All creatures, even the most primitive, even the most passive, possess within themselves the capacity to destroy. Humanity has almost turned it into an art.
Destruction knows this. But he thinks that this mortal, this strange angry creature, these two souls sharing one body, does destruction better than most. Cities crumble, and even gods fall under the wrath of his fists.
The terrible irony is that, unlike so many of the beings Destruction has met over the years, this one takes no pleasure in destroying things. Oh, he’s all madness and rage when one part of his spirit is in control, but once the mortal wrests himself back under command, he is more miserable than ever.
On the days that Destruction is feeling philosophical, he thinks that this mortal is the most perfect encapsulation of human nature he has ever seen, the compulsion to destroy followed by desperate remorse as soon as the damage is done.
There are few mortals Destruction singles out as objects of pity, or as objects of admiration, but this angry, unhappy little man is one for whom Destruction feels both. How can he help but pity the mortal when he knows — knows only too well — that the thing the mortal most wishes to destroy is himself?
V.
She is beautiful, and that is why she belongs to Desire. She knows, as far too few do, that desire kills far more effectively as a blade.
And she is a killer. But the name she chose for herself reveals so very much about her nature. She is one who builds her web to lure her prey. She lures them with her body and with the feigned vulnerability of a snake who pretends to be dead until its enemy is within striking distance. Then she injects her poison and lets their desire rot them from the inside out.
How could she ever belong to anyone else?
She holds her own desire at bay, afraid of it as only one who knows Desire’s power can be. But Desire is woven through every living thing, and she knows — she must know — that she cannot evade her fate forever. She will come to Desire eventually, like metal drawn by a lodestone, and then she will suffer the same fate she has dealt to so many others. She will one day know for herself what it is to desire.
Watching her succumb will be sweet. She will fight it, beautiful murderer that she is. But she will come to him in time.
They all do.
VI.
Despair finds him when he is young. The first time he weeps alone in the dark, she watches and carves open her cheek in solidarity. Every time his father lays another mark on his soul, she opens a new wound on her body. When his parents die and all hope of reconciliation is forever destroyed, he drinks himself to sleep and Despair pulls out her intestines in handfuls.
Once, he almost strays into her sister’s realm, but the electric shock that brings him back is almost an agony in her own flesh, and Despair wishes for a moment that she could feel it as he could, the molten rock in his chest, the pulse of anguish the comes every time the men lay hands on him. It only worsens when the old man dies for him, and she watches avidly from inside her hall.
She doesn’t cling to these mortals as some of her siblings do. It does not matter what they do. It all comes to the same end. Like this one, so many of them chase their end desperately. But Despair knows her sister cannot be courted so easily. She will come in time. But for now, he is hers.

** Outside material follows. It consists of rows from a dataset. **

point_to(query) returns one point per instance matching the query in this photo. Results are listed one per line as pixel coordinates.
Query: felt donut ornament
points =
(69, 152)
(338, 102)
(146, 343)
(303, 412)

Despair watches. And Despair bleeds.
VII.
He’s always been hers, long before he fell into the void.
She followed him when he slipped through the cracks between worlds, the raw open spaces where there was nothing but emptiness . He always knew she was there, and sometimes she jostled against his side, pressing in so that he carried her mark even when he drifted back into the physical realm.
She thinks that maybe she loves him a little, as much as she can love anybody. His mind is such a delicious jumble of structure and chaos, passionate purpose and gaping emptiness.

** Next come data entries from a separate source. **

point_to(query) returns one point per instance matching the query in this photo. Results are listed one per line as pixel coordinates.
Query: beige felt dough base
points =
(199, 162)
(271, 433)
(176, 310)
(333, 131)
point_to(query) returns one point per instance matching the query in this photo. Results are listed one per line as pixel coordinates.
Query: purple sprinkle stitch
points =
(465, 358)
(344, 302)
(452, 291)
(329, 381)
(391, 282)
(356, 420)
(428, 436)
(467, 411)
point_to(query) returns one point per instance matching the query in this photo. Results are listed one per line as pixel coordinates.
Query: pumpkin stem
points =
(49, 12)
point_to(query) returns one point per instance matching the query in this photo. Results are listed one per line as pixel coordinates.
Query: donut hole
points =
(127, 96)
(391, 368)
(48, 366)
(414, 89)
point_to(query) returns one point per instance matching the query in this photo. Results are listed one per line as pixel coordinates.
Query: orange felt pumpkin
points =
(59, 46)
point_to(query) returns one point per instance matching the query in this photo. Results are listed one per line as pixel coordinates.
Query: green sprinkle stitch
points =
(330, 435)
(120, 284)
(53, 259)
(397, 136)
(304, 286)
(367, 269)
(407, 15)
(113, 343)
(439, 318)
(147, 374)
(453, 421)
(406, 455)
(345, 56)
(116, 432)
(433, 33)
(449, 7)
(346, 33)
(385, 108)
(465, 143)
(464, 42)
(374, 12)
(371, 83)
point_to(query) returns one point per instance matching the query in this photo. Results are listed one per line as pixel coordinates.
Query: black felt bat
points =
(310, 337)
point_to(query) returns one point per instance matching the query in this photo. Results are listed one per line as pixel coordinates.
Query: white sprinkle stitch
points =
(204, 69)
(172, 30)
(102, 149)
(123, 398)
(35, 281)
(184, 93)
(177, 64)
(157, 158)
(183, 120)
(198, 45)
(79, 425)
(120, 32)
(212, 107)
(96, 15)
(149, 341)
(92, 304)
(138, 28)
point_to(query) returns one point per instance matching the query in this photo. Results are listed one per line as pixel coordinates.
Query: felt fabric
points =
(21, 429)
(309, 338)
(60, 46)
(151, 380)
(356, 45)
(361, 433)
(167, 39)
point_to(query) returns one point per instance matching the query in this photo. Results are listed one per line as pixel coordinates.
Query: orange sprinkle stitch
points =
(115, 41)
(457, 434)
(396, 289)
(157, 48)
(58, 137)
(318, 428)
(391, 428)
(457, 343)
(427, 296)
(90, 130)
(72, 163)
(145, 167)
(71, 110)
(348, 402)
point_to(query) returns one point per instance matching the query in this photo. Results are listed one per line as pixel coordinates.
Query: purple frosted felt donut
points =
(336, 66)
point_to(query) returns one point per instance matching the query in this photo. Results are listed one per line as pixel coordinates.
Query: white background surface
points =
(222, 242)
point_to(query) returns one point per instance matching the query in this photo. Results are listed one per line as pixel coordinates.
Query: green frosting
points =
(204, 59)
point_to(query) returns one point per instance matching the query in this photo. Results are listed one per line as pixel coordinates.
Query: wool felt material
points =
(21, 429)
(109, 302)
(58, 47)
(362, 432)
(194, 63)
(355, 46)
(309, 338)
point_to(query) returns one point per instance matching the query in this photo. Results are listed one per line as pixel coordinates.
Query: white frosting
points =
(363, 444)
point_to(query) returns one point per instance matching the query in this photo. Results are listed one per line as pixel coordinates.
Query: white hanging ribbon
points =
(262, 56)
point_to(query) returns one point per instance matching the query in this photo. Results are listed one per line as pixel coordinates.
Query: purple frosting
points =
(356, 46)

When he falls into her realm, she keeps him there for a while, crooning to him and whispering secrets. Then she lets him slip through her fingers and sends him to her enemies, the war-makers who wear a thousand faces, those strange creature who tear apart worlds but have no love for chaos.
He doesn’t remember the time he spent with her, or the things she told him. None of them ever remember. But he carries her words with him, and she knows that someday soon, he will come back to her, and this time she won’t have to let him go.